Being extracts and unfinished works, the book is very bitty-piecey, and won’t interest anyone who hasn’t read The Lord of the Rings, The Hobbit or The Silmarillion – and maybe not all of those!
“Much of this book will be found unrewarding by readers of The Lord of the Rings who, holding that the historical structure of Middle-earth is a means and not an end, the mode of narrative and not its purpose, feel small desire of further exploration for its own sake, do not wish to know how the Riders of the Mark were organised, and would leave the Wild Men of Drúadan Forest firmly where they found them. My father would certainly not have thought them wrong.”

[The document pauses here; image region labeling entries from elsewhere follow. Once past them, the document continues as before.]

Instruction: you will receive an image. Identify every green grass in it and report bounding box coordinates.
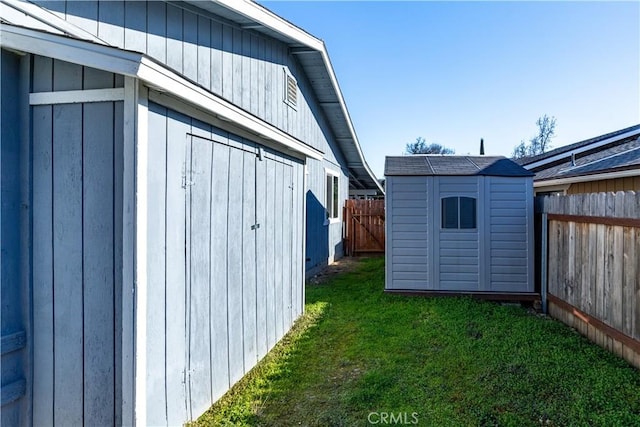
[195,258,640,426]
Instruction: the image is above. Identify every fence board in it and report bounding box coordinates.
[536,192,640,368]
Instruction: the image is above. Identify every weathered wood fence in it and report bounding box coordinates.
[536,192,640,368]
[343,199,385,256]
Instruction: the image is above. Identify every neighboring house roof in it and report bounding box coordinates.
[517,124,640,184]
[384,155,533,177]
[0,0,384,193]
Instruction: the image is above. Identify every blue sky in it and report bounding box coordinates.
[260,1,640,178]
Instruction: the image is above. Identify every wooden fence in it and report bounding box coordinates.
[343,199,385,256]
[536,192,640,368]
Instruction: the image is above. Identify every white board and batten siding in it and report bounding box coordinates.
[386,156,534,293]
[31,56,123,425]
[385,176,433,289]
[146,103,304,425]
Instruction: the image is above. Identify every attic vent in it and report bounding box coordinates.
[284,69,298,108]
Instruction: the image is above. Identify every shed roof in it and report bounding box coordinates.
[384,155,534,177]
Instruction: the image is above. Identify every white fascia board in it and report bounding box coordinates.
[533,169,640,188]
[209,0,384,194]
[0,25,323,160]
[522,129,640,170]
[322,48,384,194]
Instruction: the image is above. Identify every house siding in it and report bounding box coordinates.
[147,103,304,425]
[31,57,123,425]
[385,177,433,289]
[0,49,29,425]
[27,0,349,275]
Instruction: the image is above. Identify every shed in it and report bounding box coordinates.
[385,155,534,296]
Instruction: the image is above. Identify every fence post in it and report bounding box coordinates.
[540,212,549,314]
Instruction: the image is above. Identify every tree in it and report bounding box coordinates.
[405,136,455,154]
[512,114,556,159]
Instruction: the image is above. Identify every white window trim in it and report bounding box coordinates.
[323,168,342,225]
[440,194,479,233]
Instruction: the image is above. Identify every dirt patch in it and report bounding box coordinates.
[307,257,360,285]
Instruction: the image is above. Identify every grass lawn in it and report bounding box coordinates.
[194,258,640,426]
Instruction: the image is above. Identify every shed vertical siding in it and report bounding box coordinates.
[386,171,534,292]
[32,57,123,425]
[147,103,303,425]
[386,176,433,289]
[35,0,356,273]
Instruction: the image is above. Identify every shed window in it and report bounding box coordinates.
[325,171,340,220]
[442,197,476,229]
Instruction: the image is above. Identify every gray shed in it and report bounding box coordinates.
[385,155,534,295]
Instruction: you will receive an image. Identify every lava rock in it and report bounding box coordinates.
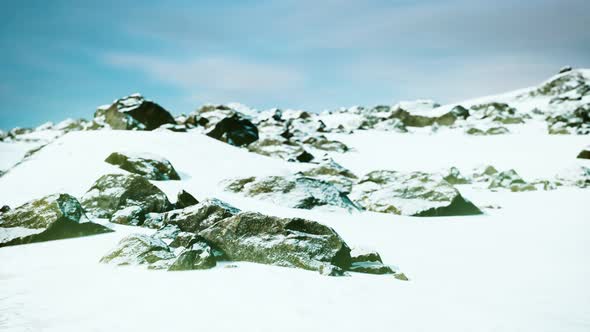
[225,175,359,211]
[207,114,258,146]
[164,198,240,233]
[168,242,217,271]
[100,234,176,269]
[350,171,482,217]
[174,190,199,209]
[82,174,172,225]
[300,159,358,193]
[94,94,176,130]
[105,152,180,181]
[199,212,351,271]
[0,194,112,247]
[577,148,590,159]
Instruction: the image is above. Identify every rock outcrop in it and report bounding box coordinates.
[225,175,358,211]
[94,94,176,130]
[105,152,180,181]
[0,194,112,247]
[350,171,481,217]
[82,174,172,225]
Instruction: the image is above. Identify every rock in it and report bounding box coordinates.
[576,147,590,159]
[301,159,358,193]
[350,171,482,217]
[303,135,349,153]
[164,198,240,233]
[199,212,351,271]
[105,152,180,181]
[207,114,258,146]
[168,242,217,271]
[465,127,510,135]
[444,167,471,185]
[94,94,175,130]
[451,105,470,120]
[225,175,358,211]
[0,194,112,247]
[295,150,314,163]
[100,234,176,269]
[488,169,537,191]
[174,190,199,209]
[82,174,172,225]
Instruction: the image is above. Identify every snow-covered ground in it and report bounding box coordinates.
[0,126,590,331]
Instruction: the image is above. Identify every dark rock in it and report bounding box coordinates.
[199,212,351,271]
[174,190,199,209]
[295,150,314,163]
[577,148,590,159]
[225,175,359,211]
[82,174,172,224]
[451,105,470,119]
[164,198,240,233]
[100,234,176,269]
[0,194,112,247]
[207,114,258,146]
[350,171,482,217]
[105,152,180,181]
[94,94,176,130]
[168,242,217,271]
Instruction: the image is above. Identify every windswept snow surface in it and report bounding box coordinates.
[0,131,590,332]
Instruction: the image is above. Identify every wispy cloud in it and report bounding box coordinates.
[104,53,305,102]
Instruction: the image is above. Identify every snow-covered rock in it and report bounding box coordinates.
[0,194,111,247]
[224,175,358,211]
[350,170,481,217]
[94,94,176,130]
[82,174,172,225]
[105,152,180,181]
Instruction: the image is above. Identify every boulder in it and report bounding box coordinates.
[82,174,172,225]
[577,147,590,159]
[100,234,176,269]
[488,169,537,191]
[300,159,358,193]
[199,212,351,271]
[94,94,176,130]
[105,152,180,181]
[207,114,258,146]
[444,167,471,185]
[0,194,112,247]
[225,175,359,211]
[168,242,217,271]
[164,198,240,233]
[174,190,199,209]
[350,171,482,217]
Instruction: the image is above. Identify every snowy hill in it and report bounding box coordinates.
[0,69,590,331]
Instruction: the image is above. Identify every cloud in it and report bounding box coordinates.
[104,53,305,98]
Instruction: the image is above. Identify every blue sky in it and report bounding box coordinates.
[0,0,590,129]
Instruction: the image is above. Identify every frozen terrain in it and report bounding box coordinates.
[0,68,590,332]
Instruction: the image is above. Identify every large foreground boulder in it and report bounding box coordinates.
[105,152,180,181]
[94,94,176,130]
[350,171,482,217]
[225,175,359,211]
[0,194,112,247]
[207,114,258,146]
[82,174,172,225]
[100,234,176,269]
[199,212,351,271]
[301,159,358,193]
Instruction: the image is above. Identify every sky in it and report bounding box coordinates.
[0,0,590,129]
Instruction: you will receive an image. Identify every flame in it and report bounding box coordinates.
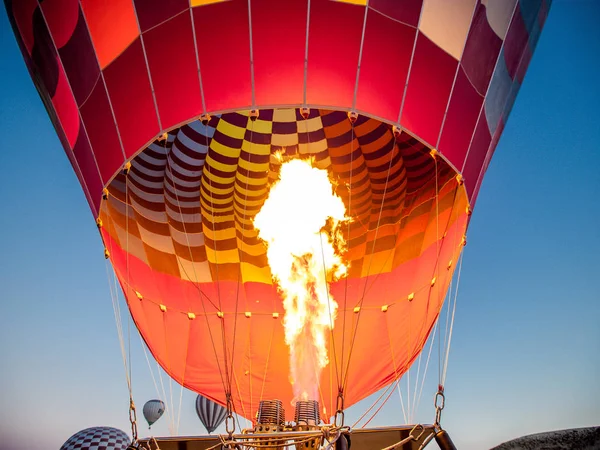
[254,159,349,404]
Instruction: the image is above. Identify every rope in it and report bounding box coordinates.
[106,260,131,392]
[138,333,173,435]
[415,321,439,418]
[342,127,397,390]
[338,122,354,390]
[125,163,133,402]
[319,233,346,389]
[229,118,254,426]
[442,253,464,386]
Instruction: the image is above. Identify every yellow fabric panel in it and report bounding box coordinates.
[240,261,273,284]
[206,248,240,265]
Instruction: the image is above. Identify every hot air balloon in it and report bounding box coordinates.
[196,395,227,434]
[5,0,550,446]
[60,427,130,450]
[142,400,165,428]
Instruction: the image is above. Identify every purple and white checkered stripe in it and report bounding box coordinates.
[60,427,130,450]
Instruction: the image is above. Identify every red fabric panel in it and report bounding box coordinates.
[9,0,38,55]
[80,0,139,69]
[80,80,123,184]
[306,0,365,108]
[438,67,483,170]
[356,11,416,122]
[515,43,533,84]
[504,3,529,79]
[369,0,423,27]
[52,65,79,148]
[461,5,502,95]
[144,13,202,129]
[401,34,458,146]
[469,119,504,209]
[538,0,550,28]
[192,0,252,111]
[73,118,103,213]
[103,39,159,158]
[462,110,492,198]
[134,0,189,32]
[41,0,79,49]
[252,0,307,105]
[102,209,466,419]
[59,10,100,105]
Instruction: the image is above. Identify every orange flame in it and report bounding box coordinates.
[254,159,349,404]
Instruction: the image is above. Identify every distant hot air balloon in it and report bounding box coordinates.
[196,395,227,433]
[142,400,165,428]
[5,0,550,429]
[60,427,130,450]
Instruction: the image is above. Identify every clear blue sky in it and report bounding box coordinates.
[0,0,600,450]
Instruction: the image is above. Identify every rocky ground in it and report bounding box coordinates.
[492,427,600,450]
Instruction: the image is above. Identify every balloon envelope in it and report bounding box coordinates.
[5,0,550,420]
[196,395,227,433]
[60,427,130,450]
[142,400,165,426]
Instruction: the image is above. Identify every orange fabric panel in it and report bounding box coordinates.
[81,0,139,69]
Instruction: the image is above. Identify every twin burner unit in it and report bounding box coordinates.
[254,400,321,432]
[252,400,349,450]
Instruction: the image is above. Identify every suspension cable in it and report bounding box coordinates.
[342,125,397,392]
[138,333,174,435]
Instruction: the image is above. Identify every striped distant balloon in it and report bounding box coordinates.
[60,427,129,450]
[142,400,165,428]
[196,395,227,434]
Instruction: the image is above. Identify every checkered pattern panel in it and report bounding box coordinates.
[60,427,130,450]
[101,109,457,284]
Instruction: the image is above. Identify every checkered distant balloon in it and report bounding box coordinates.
[60,427,129,450]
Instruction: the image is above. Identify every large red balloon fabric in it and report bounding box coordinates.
[5,0,550,419]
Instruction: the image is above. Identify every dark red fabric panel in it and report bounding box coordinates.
[80,80,123,184]
[306,0,365,108]
[356,11,416,122]
[192,0,252,111]
[73,118,103,216]
[252,0,307,105]
[461,5,502,95]
[133,0,189,33]
[144,13,202,129]
[401,34,458,145]
[12,0,38,55]
[504,4,529,79]
[52,62,79,148]
[103,38,159,158]
[41,0,79,49]
[462,110,492,198]
[59,9,100,106]
[438,67,483,170]
[369,0,423,27]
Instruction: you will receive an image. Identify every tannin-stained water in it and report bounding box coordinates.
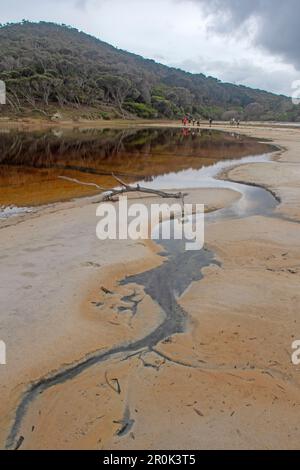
[0,128,269,211]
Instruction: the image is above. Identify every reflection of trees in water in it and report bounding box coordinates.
[0,129,267,171]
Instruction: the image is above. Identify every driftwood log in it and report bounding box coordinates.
[59,173,188,203]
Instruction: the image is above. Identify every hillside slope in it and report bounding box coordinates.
[0,21,300,121]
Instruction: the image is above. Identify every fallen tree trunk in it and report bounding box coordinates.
[59,174,188,203]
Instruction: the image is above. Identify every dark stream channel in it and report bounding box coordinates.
[6,127,279,449]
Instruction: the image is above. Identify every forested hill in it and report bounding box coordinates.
[0,21,300,121]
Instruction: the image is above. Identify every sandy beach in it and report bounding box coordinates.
[0,125,300,449]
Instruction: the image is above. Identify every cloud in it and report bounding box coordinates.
[193,0,300,70]
[0,0,300,95]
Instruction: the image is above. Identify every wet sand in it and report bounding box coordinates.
[0,123,300,449]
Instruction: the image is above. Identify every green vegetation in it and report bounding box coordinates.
[0,21,300,121]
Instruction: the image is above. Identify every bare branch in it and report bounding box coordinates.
[59,174,188,202]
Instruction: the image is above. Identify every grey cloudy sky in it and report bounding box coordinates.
[0,0,300,95]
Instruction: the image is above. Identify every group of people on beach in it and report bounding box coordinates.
[230,118,241,127]
[182,116,241,127]
[182,116,213,127]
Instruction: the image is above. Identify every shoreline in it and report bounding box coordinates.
[0,123,300,449]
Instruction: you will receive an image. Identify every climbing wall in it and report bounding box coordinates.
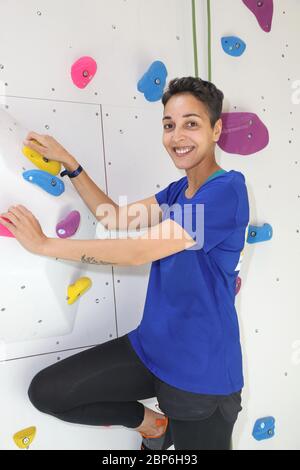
[210,0,300,450]
[0,0,300,450]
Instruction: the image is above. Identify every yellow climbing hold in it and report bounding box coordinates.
[22,139,61,175]
[13,426,36,449]
[68,277,92,305]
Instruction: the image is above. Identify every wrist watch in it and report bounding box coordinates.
[60,165,83,178]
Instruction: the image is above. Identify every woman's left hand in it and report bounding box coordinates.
[0,205,48,254]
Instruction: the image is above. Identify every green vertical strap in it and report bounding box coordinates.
[192,0,199,78]
[207,0,211,82]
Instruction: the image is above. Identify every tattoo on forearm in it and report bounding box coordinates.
[81,255,117,266]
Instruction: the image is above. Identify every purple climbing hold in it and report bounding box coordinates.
[243,0,274,33]
[56,211,80,238]
[218,113,269,155]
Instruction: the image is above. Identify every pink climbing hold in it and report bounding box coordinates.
[243,0,274,33]
[218,113,269,155]
[0,217,16,238]
[56,211,80,238]
[71,56,97,88]
[235,276,242,295]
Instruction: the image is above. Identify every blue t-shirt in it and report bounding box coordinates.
[128,170,249,395]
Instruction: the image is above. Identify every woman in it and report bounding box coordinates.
[1,77,249,450]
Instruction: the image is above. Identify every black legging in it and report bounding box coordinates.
[28,336,234,450]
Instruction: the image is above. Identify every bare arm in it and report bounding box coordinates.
[64,156,162,230]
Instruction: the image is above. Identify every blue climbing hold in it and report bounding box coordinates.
[23,170,65,196]
[221,36,246,57]
[252,416,275,441]
[137,60,168,102]
[247,224,273,243]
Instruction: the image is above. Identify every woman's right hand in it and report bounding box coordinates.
[23,132,73,164]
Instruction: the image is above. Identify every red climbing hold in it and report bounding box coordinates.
[71,56,97,88]
[0,217,15,238]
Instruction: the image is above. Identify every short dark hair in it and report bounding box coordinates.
[162,77,224,129]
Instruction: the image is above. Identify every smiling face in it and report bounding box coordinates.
[163,93,222,170]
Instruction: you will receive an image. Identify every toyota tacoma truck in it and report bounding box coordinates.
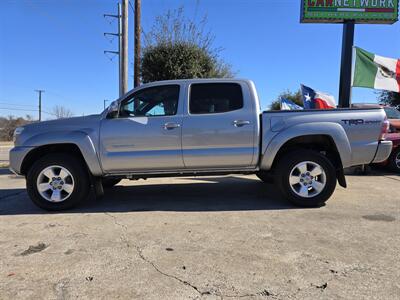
[10,79,392,210]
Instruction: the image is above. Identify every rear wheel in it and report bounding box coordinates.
[388,147,400,173]
[276,150,336,207]
[26,153,90,210]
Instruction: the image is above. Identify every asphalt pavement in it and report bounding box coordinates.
[0,169,400,299]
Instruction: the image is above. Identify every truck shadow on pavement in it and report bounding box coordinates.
[0,176,304,215]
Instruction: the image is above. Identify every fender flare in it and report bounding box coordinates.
[260,122,351,170]
[24,131,103,176]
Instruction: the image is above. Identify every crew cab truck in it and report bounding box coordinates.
[10,79,392,210]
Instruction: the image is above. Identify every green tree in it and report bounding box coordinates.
[379,91,400,106]
[141,8,234,83]
[270,90,303,110]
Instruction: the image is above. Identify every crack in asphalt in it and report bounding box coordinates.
[383,175,400,181]
[0,190,25,200]
[104,212,211,296]
[104,212,275,300]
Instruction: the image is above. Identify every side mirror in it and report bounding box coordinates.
[107,101,119,119]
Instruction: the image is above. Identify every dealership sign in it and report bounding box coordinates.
[301,0,399,24]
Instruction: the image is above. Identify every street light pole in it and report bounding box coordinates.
[35,90,44,122]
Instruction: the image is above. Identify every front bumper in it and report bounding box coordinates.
[10,146,34,175]
[372,141,393,163]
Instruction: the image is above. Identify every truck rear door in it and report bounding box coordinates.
[182,82,257,169]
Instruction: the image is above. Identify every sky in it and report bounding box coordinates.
[0,0,400,119]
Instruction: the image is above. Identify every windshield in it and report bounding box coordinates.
[384,107,400,120]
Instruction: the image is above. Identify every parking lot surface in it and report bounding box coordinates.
[0,169,400,299]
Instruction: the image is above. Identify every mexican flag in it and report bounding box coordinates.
[353,47,400,93]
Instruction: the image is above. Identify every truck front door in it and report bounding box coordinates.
[182,82,258,169]
[100,85,183,173]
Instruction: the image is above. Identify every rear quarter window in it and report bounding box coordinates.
[189,83,243,114]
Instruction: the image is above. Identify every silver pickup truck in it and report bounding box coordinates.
[10,79,392,210]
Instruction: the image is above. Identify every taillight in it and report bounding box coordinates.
[379,117,390,140]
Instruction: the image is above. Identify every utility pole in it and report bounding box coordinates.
[133,0,142,87]
[104,0,128,97]
[120,0,128,95]
[103,99,110,109]
[35,90,44,122]
[339,20,355,107]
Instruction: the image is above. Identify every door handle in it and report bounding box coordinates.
[163,123,181,130]
[233,120,250,127]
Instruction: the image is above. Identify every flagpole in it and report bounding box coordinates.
[349,46,356,108]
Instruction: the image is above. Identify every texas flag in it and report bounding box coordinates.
[301,85,336,109]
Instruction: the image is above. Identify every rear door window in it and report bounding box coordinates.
[189,83,243,114]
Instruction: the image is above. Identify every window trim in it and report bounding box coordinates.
[115,84,182,119]
[186,81,245,116]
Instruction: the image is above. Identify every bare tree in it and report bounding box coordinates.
[52,105,74,119]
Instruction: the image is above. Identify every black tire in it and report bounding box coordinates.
[101,178,122,189]
[275,150,337,207]
[256,171,274,183]
[388,147,400,173]
[26,153,90,211]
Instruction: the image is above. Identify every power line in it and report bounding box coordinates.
[0,102,36,107]
[0,107,56,116]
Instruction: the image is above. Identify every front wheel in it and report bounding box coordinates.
[276,150,336,207]
[26,153,90,210]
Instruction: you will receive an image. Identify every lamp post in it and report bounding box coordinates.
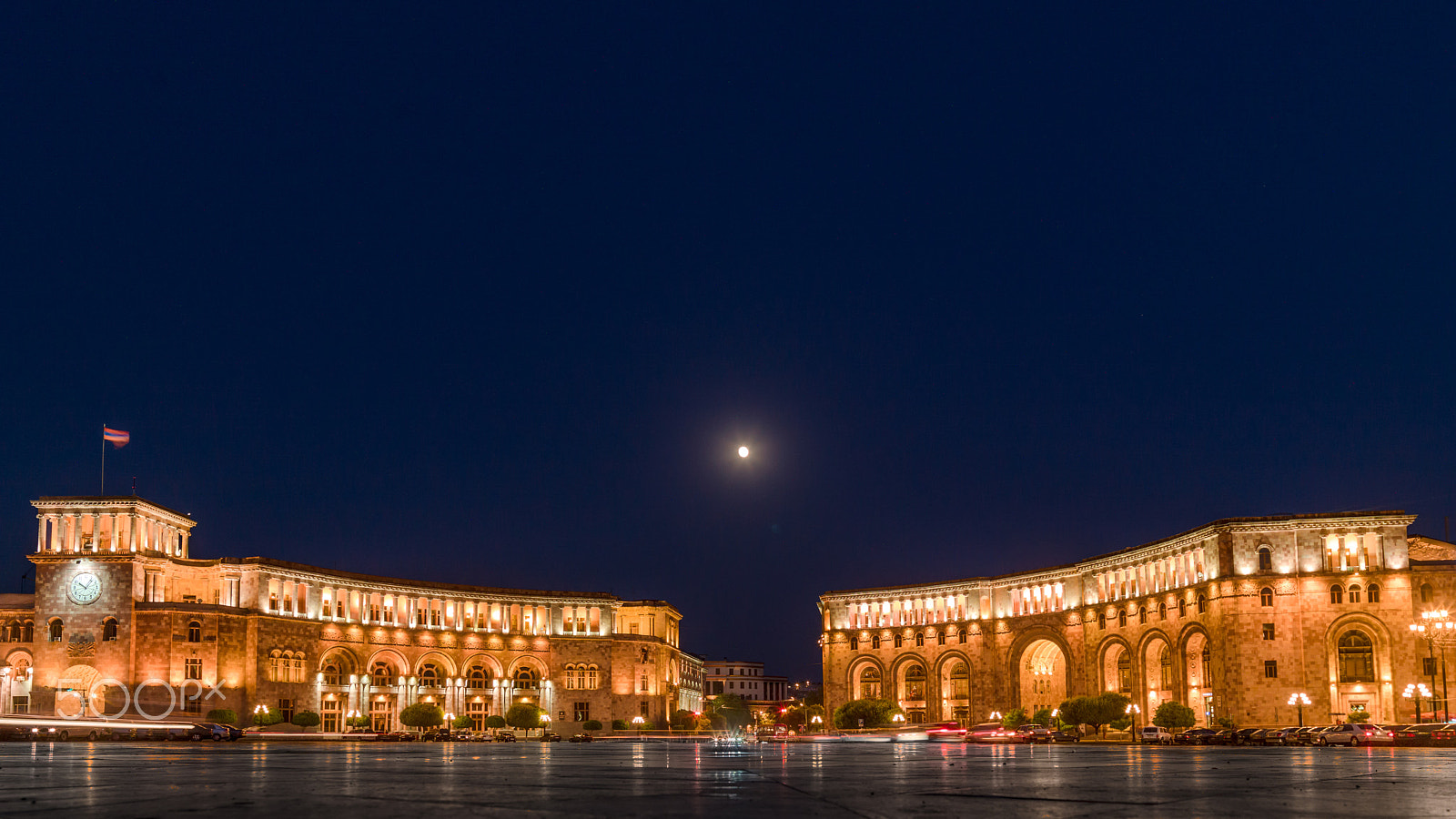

Some of the bits are more interesting than others – I can’t bring myself to feel great sympathy for Túrin, for example, and the Narn is the longest chunk of text in the book – but having recently watched the films made me think the bits about the Rohírrim much more interesting than when I first read this book back in 1986. The description of the oath-taking between Cirion and Eorl, for example, is actually moving, particularly an awe-struck Lord of Dol Amroth viewing Elendil’s tomb for the first and only time.
There’s also interest to be gained from the brief essay about the Istari – Wizards – which does a lot to explain the antipathy Saruman has for Radagast, and Gandalf himself if it comes to that, in The Lord of the Rings. However, it’s not a book with a single complete or finished narrative, and can be frustrating in that regard. Tolkien’s writing tends mostly to the style of The Silmarillion – it’s certainly not chatty or colloquial – and is best read as a companion to the orthodox texts.